It has been reported this week that daclizumab (marketed as Zinbryta) has been added to the Pharmaceutical Benefits Scheme (PBS) in Australia.  Considering this, we thought it appropriate to provide some more information about this treatment option for relapsing-remitting multiple sclerosis (RRMS).

How does it work?

Daclizumab is another multiple sclerosis therapy that is designed as a monoclonal antibody.  You can review our article on what this means here.  Daclizumab has been developed to bind to a specific molecule in the immune system (CD25), to prevent it from working.

It has been shown that in multiple sclerosis, daclizumab works by inhibiting the activation of T-cells (cells that are known to cause damage to myelin).  Further studies have shown that daclizumab can also have positive effects in MS by increasing a specific cell type (CD56 NK cells) that can kill and remove activated T cells, as well as in altering the innate (non-specific) part of the immune system in a beneficial way.

What have trial results shown?

There have been a number of studies that have looked at the benefits of daclizumab in people with relapsing-remitting multiple sclerosis (RRMS).  However, the phase IIa (CHOICE), phase IIb (SELECT) and phase III (DECIDE) trials are the key studies of interest.  The results from these are as follows:

Phase IIa (CHOICE):  230 people with RRMS taking interferon-beta were split into groups and either received an add-on therapy of high-dose daclizumab, low-dose daclizumab or placebo.  After 24 weeks it was shown that the high-dose group had a significantly lower (61% less) number of new lesions compared to the placebo group.  This was achieved without a significant difference in the total numbers of T and B cells present.  No differences were seen for relapse rate, change in EDSS or number and volume of lesions.

Phase IIb (SELECT):  This was a randomised, double-blind, placebo controlled study involving 621 people aged between 18-55 with RRMS.  The trial went for one year and people received either high-dose daclizumab, low-dose daclizumab or placebo.  In this study, no other treatments were being used.  It was shown that treatment with daclizumab significantly decreased the relapse rate and led to a significantly higher number of people being relapse free across the trial period compared to those receiving the placebo.

Phase III (DECIDE):  This study involved 1841 people with RRMS and was designed to compare the effectiveness of daclizumab to interferon beta-1a.  The trial went for a period of 2-3 years.  It was shown that daclizumab significantly lowered the relapse rate and number of new or enlarged lesions compared to interferon beta-1a.  However, no significant change was observed across the course of the study for disability progression.

What are the side-effects?

Whilst the overall number of health risks or adverse events seen in the trials were similar for daclizumab compared to placebo or interferon beta-1a, there are some notable side-effects of the treatment.  In particular, treatment with daclizumab has been associated with an increased risk of liver injury, which in some cases can be quite serious.  It has been recommended that anyone considering taking daclizumab has their liver function tested prior to starting on the treatment and then monitored regularly once it is being used.

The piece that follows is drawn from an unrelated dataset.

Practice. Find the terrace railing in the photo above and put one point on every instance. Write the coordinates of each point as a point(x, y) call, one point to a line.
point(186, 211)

As well as liver injury, daclizumab was linked to a number of skin conditions (e.g rash, dermatitis, eczema) and an increased risk of serious infection.  There was also a suggestion that it may increase the risk of other autoimmune conditions.

Conclusion

Daclizumab represents another option for the treatment of RRMS.  It has been found to be a more effective therapy choice than the first-line option, interferon beta-1a, in decreasing relapses and lesions.  Although it did not improve disability progression, it should be noted that only alemtuzumab and ocrelizumab have been able to significantly decrease progression compared to interferon beta.

Considering the significant safety risks that have been identified, experts have suggested that daclizumab will be best suited to those who meet strict guidelines, have a highly active form of MS and who fail baseline therapy.